Hoofd literatuur

Gnaeus Naevius Romeinse schrijver

Gnaeus Naevius Romeinse schrijver
Gnaeus Naevius Romeinse schrijver
Anonim

Gnaeus Naevius, (geboren rond 270 v.Chr., Capua, Campania [Italië] - gestorven rond 200 v.Chr., Utica [nu in Tunesië]), tweede van een drietal vroege Latijnse epische dichters en toneelschrijvers, tussen Livius Andronicus en Ennius. Hij was de grondlegger van historische toneelstukken (fabulae praetextae) die waren gebaseerd op Romeinse historische of legendarische figuren en gebeurtenissen. De titels van twee praetextae zijn bekend, Romulus en Clastidium, de laatste viert de overwinning van Marcus Claudius Marcellus in 222 en waarschijnlijk geproduceerd tijdens zijn begrafeniswedstrijden in 208.

Tijdens 30 jaar competitie met Livius produceerde Naevius een half dozijn tragedies en meer dan 30 komedies, waarvan er vele alleen bekend zijn onder hun titels. Sommige werden vertaald uit Griekse toneelstukken en, door ze aan te passen, creëerde hij de Latijnse fabula palliata (van pallium, een soort Griekse mantel), misschien wel de eerste die lied en recitatief introduceerde, elementen van het ene stuk naar het andere overhevelde en verscheidenheid aan de meter. Hij nam zijn eigen kritische opmerkingen over het Romeinse dagelijkse leven en de politiek op, wat tot zijn gevangenschap en misschien tot ballingschap leidde. Veel van de komedies gebruikten de stereotypen van karakter en plot en de toepasselijke en kleurrijke taal die later kenmerkend zou zijn voor Plautus. Tarentilla, een van zijn beroemdste toneelstukken, is een duidelijke voorbode van de Plautine-formule met zijn levendige weergave van Romeinse lowlife, intriges en liefdesrelaties.
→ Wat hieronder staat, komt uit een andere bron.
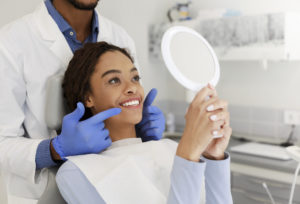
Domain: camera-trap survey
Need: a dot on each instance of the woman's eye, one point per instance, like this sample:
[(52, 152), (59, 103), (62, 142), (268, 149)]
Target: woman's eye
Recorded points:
[(114, 81), (136, 78)]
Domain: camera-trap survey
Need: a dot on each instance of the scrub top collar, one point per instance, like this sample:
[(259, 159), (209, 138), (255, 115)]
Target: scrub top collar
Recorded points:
[(65, 27)]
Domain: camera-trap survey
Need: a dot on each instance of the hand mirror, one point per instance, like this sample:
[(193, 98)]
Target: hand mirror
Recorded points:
[(189, 58)]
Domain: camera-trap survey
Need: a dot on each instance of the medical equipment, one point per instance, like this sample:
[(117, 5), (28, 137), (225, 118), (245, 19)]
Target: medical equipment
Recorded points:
[(182, 9), (262, 150), (190, 59), (294, 152)]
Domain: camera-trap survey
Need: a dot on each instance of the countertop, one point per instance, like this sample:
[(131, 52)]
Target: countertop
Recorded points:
[(288, 166)]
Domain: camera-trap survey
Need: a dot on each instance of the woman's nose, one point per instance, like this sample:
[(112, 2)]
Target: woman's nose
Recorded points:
[(130, 88)]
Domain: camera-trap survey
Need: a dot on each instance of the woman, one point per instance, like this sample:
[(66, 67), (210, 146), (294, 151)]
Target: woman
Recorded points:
[(108, 79)]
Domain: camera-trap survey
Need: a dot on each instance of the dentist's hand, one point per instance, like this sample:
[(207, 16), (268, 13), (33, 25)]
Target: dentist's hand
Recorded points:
[(83, 137), (152, 125)]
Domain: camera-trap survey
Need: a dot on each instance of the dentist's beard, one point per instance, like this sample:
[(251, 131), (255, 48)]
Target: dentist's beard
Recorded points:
[(82, 6)]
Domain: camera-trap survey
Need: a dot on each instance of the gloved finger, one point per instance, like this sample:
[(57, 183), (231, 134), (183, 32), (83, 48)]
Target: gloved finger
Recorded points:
[(153, 133), (101, 126), (103, 145), (153, 117), (151, 110), (149, 125), (104, 133), (150, 97), (100, 117), (77, 113)]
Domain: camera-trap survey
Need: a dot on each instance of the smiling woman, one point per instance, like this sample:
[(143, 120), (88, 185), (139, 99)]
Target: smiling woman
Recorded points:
[(102, 76)]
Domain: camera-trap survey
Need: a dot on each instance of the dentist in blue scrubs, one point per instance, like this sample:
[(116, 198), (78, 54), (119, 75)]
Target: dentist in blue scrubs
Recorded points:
[(32, 49)]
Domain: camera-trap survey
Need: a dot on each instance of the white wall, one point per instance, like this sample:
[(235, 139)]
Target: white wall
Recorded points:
[(243, 83)]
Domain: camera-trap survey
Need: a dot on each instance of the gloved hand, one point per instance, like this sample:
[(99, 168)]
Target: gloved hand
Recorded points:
[(152, 125), (83, 137)]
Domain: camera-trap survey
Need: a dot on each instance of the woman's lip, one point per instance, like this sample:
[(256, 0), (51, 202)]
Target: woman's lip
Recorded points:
[(131, 99)]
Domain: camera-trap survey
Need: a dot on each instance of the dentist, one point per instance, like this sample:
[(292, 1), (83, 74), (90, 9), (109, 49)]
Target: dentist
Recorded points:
[(32, 49)]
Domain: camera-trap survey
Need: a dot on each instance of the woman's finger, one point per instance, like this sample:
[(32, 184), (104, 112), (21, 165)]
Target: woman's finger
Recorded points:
[(218, 104)]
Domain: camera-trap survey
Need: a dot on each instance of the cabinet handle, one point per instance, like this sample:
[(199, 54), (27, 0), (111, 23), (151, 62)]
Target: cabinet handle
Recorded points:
[(252, 197), (269, 183)]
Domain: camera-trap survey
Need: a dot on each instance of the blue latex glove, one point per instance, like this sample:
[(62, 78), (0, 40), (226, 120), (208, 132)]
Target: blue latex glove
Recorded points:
[(152, 125), (83, 137)]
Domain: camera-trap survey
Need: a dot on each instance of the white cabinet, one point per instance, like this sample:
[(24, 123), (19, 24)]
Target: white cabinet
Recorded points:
[(255, 37), (247, 188)]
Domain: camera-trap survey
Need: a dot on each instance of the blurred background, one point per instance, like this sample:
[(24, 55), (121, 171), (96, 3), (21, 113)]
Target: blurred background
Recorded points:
[(258, 46)]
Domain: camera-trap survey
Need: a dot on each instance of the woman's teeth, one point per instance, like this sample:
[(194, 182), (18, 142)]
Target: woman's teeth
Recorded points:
[(131, 103)]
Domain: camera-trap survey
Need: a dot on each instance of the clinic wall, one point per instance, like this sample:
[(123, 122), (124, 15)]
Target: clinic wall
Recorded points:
[(242, 83)]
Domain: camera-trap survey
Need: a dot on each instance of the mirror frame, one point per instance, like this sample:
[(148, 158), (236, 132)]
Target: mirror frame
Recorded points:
[(173, 69)]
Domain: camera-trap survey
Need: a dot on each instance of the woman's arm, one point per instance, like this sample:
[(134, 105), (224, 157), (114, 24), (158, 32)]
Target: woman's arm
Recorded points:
[(217, 181), (187, 181)]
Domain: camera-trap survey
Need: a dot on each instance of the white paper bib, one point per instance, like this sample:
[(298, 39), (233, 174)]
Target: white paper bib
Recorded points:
[(131, 172)]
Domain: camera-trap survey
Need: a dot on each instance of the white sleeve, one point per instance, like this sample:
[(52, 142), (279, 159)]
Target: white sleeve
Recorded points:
[(14, 147)]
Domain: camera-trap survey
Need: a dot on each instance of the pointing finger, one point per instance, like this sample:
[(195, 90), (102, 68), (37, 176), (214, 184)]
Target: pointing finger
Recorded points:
[(100, 117), (150, 97)]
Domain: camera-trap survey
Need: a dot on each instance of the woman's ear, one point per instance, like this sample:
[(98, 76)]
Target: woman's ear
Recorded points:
[(89, 102)]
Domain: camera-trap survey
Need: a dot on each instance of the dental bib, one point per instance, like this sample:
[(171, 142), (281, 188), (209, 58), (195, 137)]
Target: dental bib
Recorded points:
[(131, 172)]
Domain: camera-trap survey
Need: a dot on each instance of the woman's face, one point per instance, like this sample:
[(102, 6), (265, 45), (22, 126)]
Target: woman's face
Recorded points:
[(115, 84)]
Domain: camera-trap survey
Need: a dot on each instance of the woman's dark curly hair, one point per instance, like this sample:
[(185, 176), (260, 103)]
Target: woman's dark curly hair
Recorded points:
[(76, 82)]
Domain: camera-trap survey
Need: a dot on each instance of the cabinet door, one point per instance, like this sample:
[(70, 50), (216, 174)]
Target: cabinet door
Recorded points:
[(280, 191), (246, 197)]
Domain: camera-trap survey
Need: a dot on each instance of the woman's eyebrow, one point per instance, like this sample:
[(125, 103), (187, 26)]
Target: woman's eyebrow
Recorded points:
[(110, 71)]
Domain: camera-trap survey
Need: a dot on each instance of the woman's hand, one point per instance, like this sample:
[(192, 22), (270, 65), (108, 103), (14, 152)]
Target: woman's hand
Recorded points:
[(216, 148), (199, 128)]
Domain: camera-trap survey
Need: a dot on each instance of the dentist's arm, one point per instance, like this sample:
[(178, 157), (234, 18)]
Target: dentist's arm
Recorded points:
[(83, 137)]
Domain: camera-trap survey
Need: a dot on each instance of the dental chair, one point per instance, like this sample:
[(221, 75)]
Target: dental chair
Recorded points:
[(55, 111)]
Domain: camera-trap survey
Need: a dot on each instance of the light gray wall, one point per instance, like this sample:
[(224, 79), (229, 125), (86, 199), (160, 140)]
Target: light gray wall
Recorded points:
[(242, 83)]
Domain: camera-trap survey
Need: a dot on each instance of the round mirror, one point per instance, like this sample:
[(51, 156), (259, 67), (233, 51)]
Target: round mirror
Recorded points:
[(189, 58)]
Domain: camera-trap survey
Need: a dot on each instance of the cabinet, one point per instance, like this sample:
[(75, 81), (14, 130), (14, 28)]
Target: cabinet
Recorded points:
[(273, 36)]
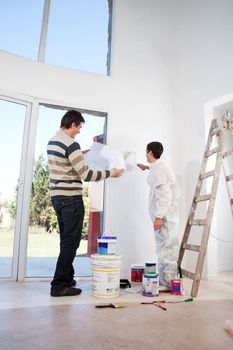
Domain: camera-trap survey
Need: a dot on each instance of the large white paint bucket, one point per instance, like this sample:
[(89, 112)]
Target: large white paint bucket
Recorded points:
[(105, 275)]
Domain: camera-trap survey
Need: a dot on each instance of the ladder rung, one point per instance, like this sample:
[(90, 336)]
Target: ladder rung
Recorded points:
[(203, 198), (228, 153), (208, 174), (215, 131), (229, 177), (188, 274), (197, 222), (212, 151), (193, 247)]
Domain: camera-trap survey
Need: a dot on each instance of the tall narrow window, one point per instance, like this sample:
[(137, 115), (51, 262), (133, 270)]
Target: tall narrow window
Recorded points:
[(12, 117)]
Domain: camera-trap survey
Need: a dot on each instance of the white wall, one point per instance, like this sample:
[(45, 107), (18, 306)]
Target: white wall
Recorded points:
[(206, 73), (168, 59)]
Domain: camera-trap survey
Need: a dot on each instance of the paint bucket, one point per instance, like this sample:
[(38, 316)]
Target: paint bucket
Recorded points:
[(176, 286), (107, 245), (105, 275), (137, 272), (150, 267), (150, 285)]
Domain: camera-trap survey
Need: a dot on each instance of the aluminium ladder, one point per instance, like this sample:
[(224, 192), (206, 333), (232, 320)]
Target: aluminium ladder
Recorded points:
[(218, 133)]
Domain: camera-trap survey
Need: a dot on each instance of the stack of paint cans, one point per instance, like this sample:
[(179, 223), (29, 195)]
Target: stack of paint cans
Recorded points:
[(150, 283), (137, 272), (106, 268)]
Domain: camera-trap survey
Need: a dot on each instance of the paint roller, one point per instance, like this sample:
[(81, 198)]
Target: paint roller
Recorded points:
[(111, 305)]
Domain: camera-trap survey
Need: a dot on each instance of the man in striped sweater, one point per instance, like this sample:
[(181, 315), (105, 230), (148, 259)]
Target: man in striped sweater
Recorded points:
[(67, 170)]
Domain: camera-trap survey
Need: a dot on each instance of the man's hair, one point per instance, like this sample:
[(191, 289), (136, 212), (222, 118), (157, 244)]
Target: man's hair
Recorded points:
[(156, 148), (71, 117)]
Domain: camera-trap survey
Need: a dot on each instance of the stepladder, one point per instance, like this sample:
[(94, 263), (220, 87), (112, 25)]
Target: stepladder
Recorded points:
[(198, 224)]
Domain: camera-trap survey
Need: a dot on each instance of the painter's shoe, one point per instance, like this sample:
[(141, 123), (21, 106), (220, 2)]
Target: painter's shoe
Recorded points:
[(72, 283), (66, 292)]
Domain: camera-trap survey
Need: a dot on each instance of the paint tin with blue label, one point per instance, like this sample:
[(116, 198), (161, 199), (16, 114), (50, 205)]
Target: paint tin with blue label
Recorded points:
[(107, 245), (150, 285)]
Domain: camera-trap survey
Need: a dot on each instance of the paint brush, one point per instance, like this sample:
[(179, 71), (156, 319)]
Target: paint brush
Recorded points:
[(111, 305), (160, 306)]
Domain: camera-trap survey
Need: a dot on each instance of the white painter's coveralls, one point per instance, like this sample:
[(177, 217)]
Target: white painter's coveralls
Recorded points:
[(163, 203)]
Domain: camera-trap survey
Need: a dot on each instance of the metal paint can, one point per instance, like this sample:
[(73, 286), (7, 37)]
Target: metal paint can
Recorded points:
[(176, 286), (150, 285), (137, 272)]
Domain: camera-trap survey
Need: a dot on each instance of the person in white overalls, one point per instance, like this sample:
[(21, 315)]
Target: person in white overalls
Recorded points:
[(163, 209)]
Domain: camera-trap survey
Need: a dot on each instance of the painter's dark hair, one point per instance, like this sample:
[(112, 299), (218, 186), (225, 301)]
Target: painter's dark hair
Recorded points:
[(156, 148), (71, 117)]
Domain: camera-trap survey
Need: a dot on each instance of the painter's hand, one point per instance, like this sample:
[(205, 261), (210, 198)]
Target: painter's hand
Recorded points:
[(158, 222), (118, 172), (142, 166)]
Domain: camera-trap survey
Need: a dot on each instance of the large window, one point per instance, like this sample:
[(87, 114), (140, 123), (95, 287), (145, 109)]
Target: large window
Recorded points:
[(20, 26), (73, 34)]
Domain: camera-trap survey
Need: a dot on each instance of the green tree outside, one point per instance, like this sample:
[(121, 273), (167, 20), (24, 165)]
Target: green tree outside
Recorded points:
[(42, 213)]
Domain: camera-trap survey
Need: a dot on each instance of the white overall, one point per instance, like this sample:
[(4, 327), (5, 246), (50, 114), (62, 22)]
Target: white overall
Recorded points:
[(163, 203)]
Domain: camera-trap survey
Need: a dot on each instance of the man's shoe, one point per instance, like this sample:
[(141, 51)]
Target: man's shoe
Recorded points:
[(72, 283), (68, 291)]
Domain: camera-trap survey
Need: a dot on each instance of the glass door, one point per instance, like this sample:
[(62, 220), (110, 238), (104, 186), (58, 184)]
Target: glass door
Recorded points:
[(12, 120), (43, 234)]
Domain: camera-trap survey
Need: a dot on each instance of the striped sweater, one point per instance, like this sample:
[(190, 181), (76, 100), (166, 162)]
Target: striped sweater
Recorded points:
[(67, 167)]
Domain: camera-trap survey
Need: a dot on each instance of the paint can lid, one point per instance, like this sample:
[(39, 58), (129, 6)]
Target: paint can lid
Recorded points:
[(150, 264), (137, 266)]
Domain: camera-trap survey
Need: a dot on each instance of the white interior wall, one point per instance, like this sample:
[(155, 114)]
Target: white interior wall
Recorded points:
[(206, 29), (168, 59)]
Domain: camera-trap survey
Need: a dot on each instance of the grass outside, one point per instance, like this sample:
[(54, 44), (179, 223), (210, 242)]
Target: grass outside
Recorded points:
[(40, 243)]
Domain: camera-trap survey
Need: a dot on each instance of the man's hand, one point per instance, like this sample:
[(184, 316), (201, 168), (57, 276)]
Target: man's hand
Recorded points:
[(158, 222), (143, 167), (118, 172)]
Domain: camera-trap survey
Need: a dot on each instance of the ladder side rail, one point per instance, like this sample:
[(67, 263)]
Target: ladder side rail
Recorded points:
[(229, 184), (206, 232), (187, 230)]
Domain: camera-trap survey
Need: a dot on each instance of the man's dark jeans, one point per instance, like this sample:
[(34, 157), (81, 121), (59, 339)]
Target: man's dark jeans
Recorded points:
[(70, 213)]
Naevius beschreef de gebeurtenissen van de Eerste Punische Oorlog (264–261) in zijn Bellum Poenicum, vertrouwend op feiten op zijn eigen ervaring in de oorlog en op mondelinge traditie in Rome. De omvang van het verhaal en de krachtige dictie kwalificeren het als een epos, dat een opmerkelijke vooruitgang in originaliteit laat zien buiten de Odusia van Livius en het een waarschijnlijke invloed op de Annales van Ennius en op Virgil's Aeneis maakt.